Here, Fernandez negligence or indifference for such a long period of time
(November 13, 1989 - receipt of Decision; Agusut 2, 1991 - receipt of denial of MFR;
July 21, 1992 - filing of petition for certiorari) has in the meantime rendered the
questioned decision final and no longer assailable.
[Substantive] DM Consunji presented material documents (covering November 5,
1974 - March 23, 1986) showing that Fernandez was hired as a project employee
with the specific dates of hiring, duration of hiring, dates of his lay-offs, and the
termination reports submitted to the Minister of Labor. Such documents clearly
showed gaps of month/s between the hiring of Fernandez in numerous projects
where he was assigned. Thus, he is governed by Policy Instruction No. 20:
Project employees are those employed in connection with a
particular construction project. They are not entitled to termination pay
if they are terminated as a result of the completion of the project or
any phase thereof in which they are employed, regardless of the

number of projects in which they have been employed by a particular


construction company.
The proviso in the second par. of Art. 280 (LC) (refer to your codal) deems as regular
employees only those casual employees who have rendered at least one year of
service regardless of the fact that such service may be continuous or broken. It is
NOT applicable to project employees who are specifically exempt therefrom.
(Mercado vs. NLRC):
GR: Office of a proviso is to qualify or modify only the phrase
immediately preceding it or restrain or limit the generality of the
clause that it immediately follows. A proviso is to be construed with
reference to the immediately preceding part of the provision to which it
is attached, and not to the statute itself or to other sections thereof.

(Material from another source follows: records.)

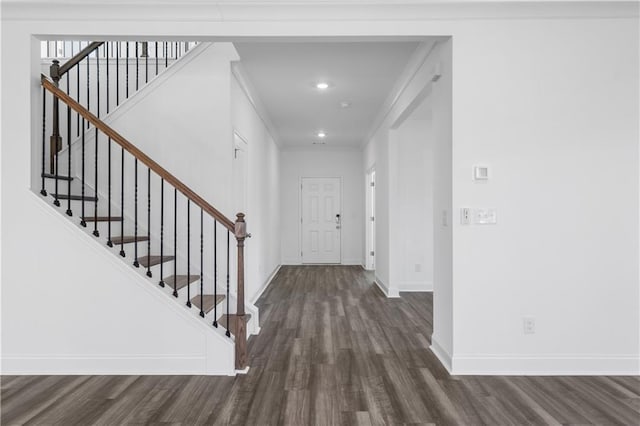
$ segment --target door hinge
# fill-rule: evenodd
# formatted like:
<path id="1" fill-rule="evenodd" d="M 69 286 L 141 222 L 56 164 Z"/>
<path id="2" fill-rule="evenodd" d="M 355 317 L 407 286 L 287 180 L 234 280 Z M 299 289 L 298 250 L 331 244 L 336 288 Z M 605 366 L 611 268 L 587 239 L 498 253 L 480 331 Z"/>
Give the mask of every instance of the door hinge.
<path id="1" fill-rule="evenodd" d="M 375 254 L 375 252 L 374 252 L 373 250 L 371 250 L 371 251 L 369 252 L 369 255 L 371 255 L 371 256 L 373 256 L 374 254 Z"/>
<path id="2" fill-rule="evenodd" d="M 369 185 L 376 186 L 376 183 L 375 182 L 371 182 Z"/>
<path id="3" fill-rule="evenodd" d="M 371 216 L 371 222 L 374 222 L 375 220 L 376 220 L 376 218 Z"/>

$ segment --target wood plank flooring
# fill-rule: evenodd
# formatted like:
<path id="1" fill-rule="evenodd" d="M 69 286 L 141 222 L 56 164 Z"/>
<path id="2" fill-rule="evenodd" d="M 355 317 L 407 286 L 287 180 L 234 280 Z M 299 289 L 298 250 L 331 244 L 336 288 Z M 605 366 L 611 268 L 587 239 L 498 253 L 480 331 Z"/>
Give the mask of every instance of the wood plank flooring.
<path id="1" fill-rule="evenodd" d="M 432 297 L 354 266 L 283 267 L 249 373 L 3 376 L 2 425 L 638 425 L 638 377 L 450 376 Z"/>

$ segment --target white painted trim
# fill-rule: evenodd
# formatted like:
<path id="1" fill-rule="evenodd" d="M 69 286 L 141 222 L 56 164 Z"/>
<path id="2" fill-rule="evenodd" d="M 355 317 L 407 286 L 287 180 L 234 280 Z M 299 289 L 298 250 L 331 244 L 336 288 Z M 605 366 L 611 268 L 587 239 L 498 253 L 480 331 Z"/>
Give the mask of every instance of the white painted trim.
<path id="1" fill-rule="evenodd" d="M 424 63 L 427 61 L 427 58 L 433 51 L 436 46 L 436 42 L 434 40 L 427 40 L 420 43 L 418 48 L 415 50 L 404 70 L 398 77 L 396 83 L 389 92 L 389 96 L 385 99 L 384 103 L 380 107 L 378 114 L 376 115 L 371 128 L 367 132 L 367 137 L 362 141 L 361 147 L 365 147 L 370 140 L 373 139 L 376 132 L 382 126 L 382 123 L 387 119 L 396 103 L 407 89 L 409 84 L 413 81 L 418 71 L 422 68 Z"/>
<path id="2" fill-rule="evenodd" d="M 433 336 L 431 336 L 431 346 L 429 346 L 429 349 L 431 349 L 431 352 L 433 352 L 444 368 L 451 374 L 451 355 Z"/>
<path id="3" fill-rule="evenodd" d="M 377 275 L 375 276 L 374 282 L 380 288 L 380 290 L 382 290 L 382 293 L 384 293 L 384 295 L 387 296 L 387 298 L 392 299 L 392 298 L 400 297 L 400 293 L 398 292 L 398 290 L 387 287 L 384 281 L 382 281 L 380 277 L 378 277 Z"/>
<path id="4" fill-rule="evenodd" d="M 362 259 L 343 259 L 340 264 L 345 266 L 362 266 Z"/>
<path id="5" fill-rule="evenodd" d="M 262 124 L 264 124 L 264 127 L 267 128 L 267 132 L 271 136 L 271 139 L 273 139 L 278 147 L 281 147 L 282 143 L 279 141 L 276 127 L 273 125 L 267 109 L 260 100 L 257 90 L 251 84 L 251 80 L 249 80 L 249 78 L 246 76 L 246 71 L 242 66 L 242 58 L 240 58 L 240 61 L 231 62 L 231 73 L 235 77 L 238 86 L 240 86 L 240 89 L 242 89 L 244 94 L 247 96 L 249 103 L 253 105 L 253 109 L 256 111 L 256 114 L 258 114 L 258 117 L 260 117 Z"/>
<path id="6" fill-rule="evenodd" d="M 50 22 L 385 22 L 638 16 L 637 2 L 599 0 L 4 0 L 2 6 L 3 20 Z M 282 35 L 280 26 L 275 29 Z M 167 27 L 163 31 L 167 32 Z M 191 41 L 197 40 L 199 33 L 193 31 Z"/>
<path id="7" fill-rule="evenodd" d="M 361 152 L 360 146 L 352 145 L 283 145 L 281 152 Z"/>
<path id="8" fill-rule="evenodd" d="M 394 288 L 398 291 L 410 291 L 410 292 L 431 292 L 433 291 L 432 281 L 400 281 Z"/>
<path id="9" fill-rule="evenodd" d="M 451 374 L 501 376 L 640 375 L 637 355 L 454 355 Z"/>
<path id="10" fill-rule="evenodd" d="M 250 369 L 250 368 L 251 368 L 251 367 L 247 365 L 247 366 L 246 366 L 245 368 L 243 368 L 242 370 L 236 370 L 236 375 L 238 375 L 238 374 L 247 374 L 247 373 L 249 373 L 249 369 Z"/>
<path id="11" fill-rule="evenodd" d="M 282 265 L 278 265 L 275 267 L 275 269 L 273 270 L 273 272 L 271 272 L 271 275 L 269 275 L 269 278 L 267 278 L 267 281 L 265 281 L 264 285 L 262 286 L 262 288 L 260 290 L 258 290 L 258 292 L 256 293 L 255 296 L 253 296 L 253 298 L 251 299 L 251 301 L 249 302 L 252 305 L 255 305 L 256 302 L 258 301 L 258 299 L 260 299 L 260 296 L 262 296 L 262 293 L 265 292 L 265 290 L 269 287 L 269 285 L 271 285 L 271 282 L 273 281 L 273 279 L 276 277 L 276 275 L 278 275 L 278 272 L 280 271 L 280 268 L 282 267 Z M 257 309 L 257 308 L 256 308 Z"/>

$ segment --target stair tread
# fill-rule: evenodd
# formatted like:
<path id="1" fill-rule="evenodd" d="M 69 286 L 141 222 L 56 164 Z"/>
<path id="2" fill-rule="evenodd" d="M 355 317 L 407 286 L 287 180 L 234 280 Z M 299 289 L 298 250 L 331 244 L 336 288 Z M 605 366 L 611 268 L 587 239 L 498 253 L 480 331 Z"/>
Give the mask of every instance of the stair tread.
<path id="1" fill-rule="evenodd" d="M 205 311 L 205 313 L 209 313 L 213 310 L 213 306 L 214 306 L 213 297 L 214 297 L 213 294 L 203 295 L 202 298 L 203 298 L 204 308 L 202 310 Z M 222 294 L 218 294 L 215 300 L 216 300 L 215 304 L 217 305 L 218 303 L 224 300 L 224 296 Z M 197 308 L 200 308 L 200 295 L 194 296 L 191 299 L 191 303 L 193 303 Z"/>
<path id="2" fill-rule="evenodd" d="M 75 201 L 82 201 L 84 199 L 84 201 L 97 201 L 98 197 L 93 197 L 90 195 L 85 195 L 84 197 L 82 195 L 68 195 L 68 194 L 51 194 L 53 195 L 53 198 L 57 198 L 58 200 L 75 200 Z"/>
<path id="3" fill-rule="evenodd" d="M 218 321 L 218 324 L 227 328 L 227 316 L 229 317 L 229 333 L 235 335 L 236 334 L 236 321 L 238 320 L 238 316 L 236 314 L 223 315 Z M 244 314 L 245 322 L 249 322 L 251 319 L 251 314 Z M 245 324 L 246 325 L 246 324 Z M 245 327 L 246 328 L 246 327 Z"/>
<path id="4" fill-rule="evenodd" d="M 137 241 L 147 241 L 149 239 L 149 237 L 142 236 L 142 235 L 138 235 L 137 237 Z M 111 239 L 111 242 L 113 244 L 129 244 L 129 243 L 135 243 L 136 242 L 136 237 L 134 235 L 125 235 L 123 237 L 113 237 Z"/>
<path id="5" fill-rule="evenodd" d="M 66 180 L 66 181 L 73 180 L 73 178 L 69 177 L 69 176 L 54 175 L 54 174 L 51 174 L 51 173 L 42 173 L 40 175 L 40 177 L 43 177 L 43 178 L 46 178 L 46 179 L 58 179 L 58 180 Z"/>
<path id="6" fill-rule="evenodd" d="M 120 222 L 122 217 L 119 216 L 84 216 L 85 222 Z"/>
<path id="7" fill-rule="evenodd" d="M 146 268 L 147 266 L 159 265 L 173 259 L 173 256 L 142 256 L 138 258 L 138 263 Z"/>
<path id="8" fill-rule="evenodd" d="M 171 275 L 166 280 L 164 280 L 164 283 L 169 287 L 173 287 L 173 283 L 175 282 L 176 290 L 180 290 L 181 288 L 187 286 L 187 282 L 192 283 L 198 281 L 199 279 L 200 275 L 191 275 L 190 277 L 187 277 L 187 275 Z"/>

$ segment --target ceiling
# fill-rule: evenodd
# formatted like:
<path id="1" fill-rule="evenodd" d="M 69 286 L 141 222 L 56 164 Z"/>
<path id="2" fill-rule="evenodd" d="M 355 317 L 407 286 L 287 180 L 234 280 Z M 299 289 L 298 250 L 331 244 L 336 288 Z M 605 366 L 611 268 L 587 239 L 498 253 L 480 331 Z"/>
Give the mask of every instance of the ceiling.
<path id="1" fill-rule="evenodd" d="M 234 43 L 244 76 L 283 147 L 357 147 L 418 41 Z M 315 84 L 330 87 L 319 90 Z M 341 102 L 348 102 L 343 108 Z"/>

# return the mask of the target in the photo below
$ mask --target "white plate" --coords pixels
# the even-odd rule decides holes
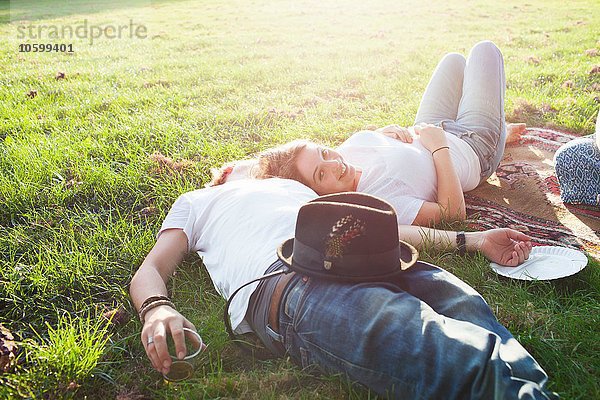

EXC: Where the clear legislative intent is to restrain or qualify not only
the phrase immediately preceding it (the proviso) but also earlier
provisions of the statute or even the statute itself as a whole.
A careful reading of the proviso discloses that the same relates to employment
where the employee is engaged to perform activities that are usually necessary or
desirable in the usual business or trade of the employer but hastens to qualify that
project employment is specifically exempted therefrom.
The NLRC correctly observed that Fernandez failed to consider the requirement in
Policy Instruction No. 20 that to qualify as a member of a work pool, the worker
must still be considered an employee of the construction company while in the work
pool. There must be proof to the effect that Fernandez was under an obligation to be
always available on call of DM Consunji and that he was not free to offer his services
to other employers. However, Fernandez failed to introduce such evidence during
the times when there were no projects.
Lastly, Fernandez layoff and the termination reports were duly submitted to the
Minister of Labor in accordance with Policy Instruction No. 20:
Moreover, the company is not required to obtain a clearance
from the Secretary of Labor in connection with such termination. What
is required of the company is a report to the nearest Public
Employment Office for statistical purposes.
In other cases, it was uniformly held that the failure of the employer to report to the
nearest employment office the termination of workers everytime a project is
completed proves that the employees are not project employees. Contrariwise, the
faithful and regular effort of DM Consunji in reporting every completion of its project
and submitting the lay-off list of its employees proves the nature of employment of
the workers involved therein as project employees. Thus, it is clear that Fernandez
does not belong to the workpool from which DM Consunji would draw workers for
assignment to other projects at its discretion.